Numerai & ML - Part 1 - Basics
The weekly dataset downloaded from Numerai website contains two data files: numerai_training_data.csv (which contains records including ID, era, a set of features (currently 50) and the target value) and numerai_tournament_data.csv (contains the same fields except for the target which is supposed to be predicted by the data scientist).
The dataset comes also with examples of a simple training and prediction code implemented in Python and R language. Let’s have a look at the Python code.
The pandas Python module is used to load the training and tournament data.
Then, a list of feature column names is used to extract the feature values from training and tournament data. Separately, the target column is extracted from training data and the record ID column is extracted from the tournament data.
After the training and prediction is done the record ID from the tournament data is joined with the results of the prediction...
...and the joined data frame is written to predictions.csv file.
But how about the training and prediction?
To accomplish that, scikit-learn module is used.
First, an untrained model is created - in this example it is logistic regression. Then, the model is trained using feature and target values extracted from the training data.
Finally, a prediction is made on the tournament feature values and only probability that the target is 1 is used (it is returned in column 1 by the prediction).
Now, let’s upload the predictions and check the performance of the model. After uploading, the website shows several values in return and to have your prediction considered they must meet entry criteria.

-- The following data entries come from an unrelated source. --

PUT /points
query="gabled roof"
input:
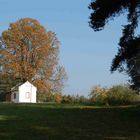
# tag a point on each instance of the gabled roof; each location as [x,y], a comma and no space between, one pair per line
[15,88]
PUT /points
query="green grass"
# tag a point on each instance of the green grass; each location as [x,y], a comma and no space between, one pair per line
[68,122]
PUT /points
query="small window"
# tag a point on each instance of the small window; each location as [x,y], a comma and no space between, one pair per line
[14,95]
[27,95]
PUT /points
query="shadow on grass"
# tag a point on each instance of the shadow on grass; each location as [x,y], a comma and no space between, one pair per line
[67,122]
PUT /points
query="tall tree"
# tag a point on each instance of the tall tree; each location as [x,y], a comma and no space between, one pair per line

Starting from the bottom: Concordance is a measure of whether predictions on the validation set, test set, and live set appear to be generated by the same model (it is required to qualify for entry).

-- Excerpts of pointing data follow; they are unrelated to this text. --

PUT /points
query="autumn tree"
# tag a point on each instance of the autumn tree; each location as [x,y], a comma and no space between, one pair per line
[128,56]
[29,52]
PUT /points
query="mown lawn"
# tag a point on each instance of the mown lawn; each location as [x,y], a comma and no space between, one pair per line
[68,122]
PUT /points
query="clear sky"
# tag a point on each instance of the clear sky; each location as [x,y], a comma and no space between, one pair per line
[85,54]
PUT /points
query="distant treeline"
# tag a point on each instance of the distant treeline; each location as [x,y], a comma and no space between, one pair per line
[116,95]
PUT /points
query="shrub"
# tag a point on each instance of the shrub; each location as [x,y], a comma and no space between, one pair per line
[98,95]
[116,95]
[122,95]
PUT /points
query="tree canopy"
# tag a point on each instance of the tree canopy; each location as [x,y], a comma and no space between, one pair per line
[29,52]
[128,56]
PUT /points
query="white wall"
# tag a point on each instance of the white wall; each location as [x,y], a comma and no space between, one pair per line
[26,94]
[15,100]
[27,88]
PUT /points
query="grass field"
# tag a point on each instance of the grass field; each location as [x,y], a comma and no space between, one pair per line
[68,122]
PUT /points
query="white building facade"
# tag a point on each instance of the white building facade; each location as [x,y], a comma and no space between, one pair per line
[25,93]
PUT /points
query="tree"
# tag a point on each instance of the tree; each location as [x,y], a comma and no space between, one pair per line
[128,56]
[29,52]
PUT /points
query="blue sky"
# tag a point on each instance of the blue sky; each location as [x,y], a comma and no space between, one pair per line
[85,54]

Originality is a measure of whether a set of predictions is uncorrelated with predictions already submitted by other data scientists (it is also required to qualify for entry).

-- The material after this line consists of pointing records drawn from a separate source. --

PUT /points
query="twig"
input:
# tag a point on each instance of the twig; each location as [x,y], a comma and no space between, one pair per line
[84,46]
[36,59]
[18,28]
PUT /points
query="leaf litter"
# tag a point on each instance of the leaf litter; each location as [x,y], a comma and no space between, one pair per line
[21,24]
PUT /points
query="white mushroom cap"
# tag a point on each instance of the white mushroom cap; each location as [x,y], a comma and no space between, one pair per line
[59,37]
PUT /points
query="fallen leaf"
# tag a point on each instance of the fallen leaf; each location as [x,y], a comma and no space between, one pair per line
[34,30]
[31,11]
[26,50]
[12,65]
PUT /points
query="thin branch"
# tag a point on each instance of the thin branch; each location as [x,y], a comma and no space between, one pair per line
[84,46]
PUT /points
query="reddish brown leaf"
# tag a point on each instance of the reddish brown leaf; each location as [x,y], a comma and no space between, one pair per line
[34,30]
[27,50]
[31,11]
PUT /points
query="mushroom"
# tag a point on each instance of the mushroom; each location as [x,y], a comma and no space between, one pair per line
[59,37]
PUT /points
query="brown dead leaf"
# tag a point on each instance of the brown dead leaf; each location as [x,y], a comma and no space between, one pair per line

Consistency measures the percentage of eras in which a model achieves a log loss less than minus natural logarithm of 0.5 (this value is required to be above 75% to qualify for entry).
Finally, the log loss on validation set is also shown for the submission but it is not used for entry qualification it only serves as an indicator and actual pay-out will depend on the live performance log loss.
As you can see, this model only passes one out of three criteria. Well, there’s a lot of room to improve!